Richmond (VA) Dispatch, "The Underground Railroad," October 24, 1853

    Source citation
    "The Underground Railroad," Richmond (VA) Dispatch, October 24, 1853, p. 1: 5.
    Newspaper: Publication
    Richmond Daily Dispatch
    Newspaper: Headline
    The Underground Railroad
    Newspaper: Page(s)
    Newspaper: Column
    Date Certainty
    Sayo Ayodele, Dickinson College
    Transcription date
    The following text is presented here in complete form, as it originally appeared in print.  Spelling and other typographical errors have been preserved as in the original.

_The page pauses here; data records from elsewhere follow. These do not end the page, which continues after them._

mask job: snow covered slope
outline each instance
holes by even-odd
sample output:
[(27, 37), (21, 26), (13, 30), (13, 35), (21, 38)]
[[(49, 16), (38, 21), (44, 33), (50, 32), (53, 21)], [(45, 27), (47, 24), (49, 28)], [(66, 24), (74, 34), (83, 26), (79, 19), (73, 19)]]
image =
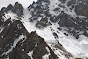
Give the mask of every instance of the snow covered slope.
[(37, 0), (0, 0), (0, 9), (2, 7), (7, 7), (7, 5), (12, 4), (14, 5), (15, 2), (19, 2), (23, 5), (24, 8), (27, 8), (30, 4), (32, 4), (33, 1)]
[(20, 20), (29, 33), (36, 31), (59, 59), (88, 57), (87, 0), (38, 0), (29, 7), (29, 1), (17, 1), (24, 7), (23, 15), (19, 17), (10, 10), (4, 13), (4, 19)]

    THE UNDERGROUND RAILROAD - We see every day accounts of the successful escape of slaves from the border slave States to the territory of our honest free neighbors, and their safe transportation by the underground railroad to Canada. A short time ago we had a conversation with an intelligent gentleman of Detroit, Michigan, who informed us that scarcely a day passed in which one or more fugitives, and sometimes large parties, did not cross the ferry at that point to the Canada shore. Temporary provision is generally made for them in some old barracks on the Canada side. The gentleman to whom we refer, informs us that he hat visited the principal settlement of free blacks in Canada, and conversed freely with them upon their history, condition and prospects. He says that the general story of their grievances in the South, is pretty much the same. They say that the "old master died," and they fell into new hands, which did not treat them well, and so they ran off; but "if old master was alive, they'd be mighty glad to get back." Our informant expresses the opinon that most of them would be happy to return without any such condition. Their destitution both of food and clothing is great, and in the winter their sufferings are severe. With few exceptions, they will not work, and in the winter are in the habit of crossing the river to Detroit where they beg and steal to such an extent that the community regard them as a nuissance of the first magnitude.

    This is the Paradise which abolitionists offer to the slave. Freedom to starve and die! The men who help them escape, refuse to give them a dollar after they have escaped, to provide bread for their hunger, or a shelter from the storm. Truly, the 'tender mercies" of those fanatics are "cruel."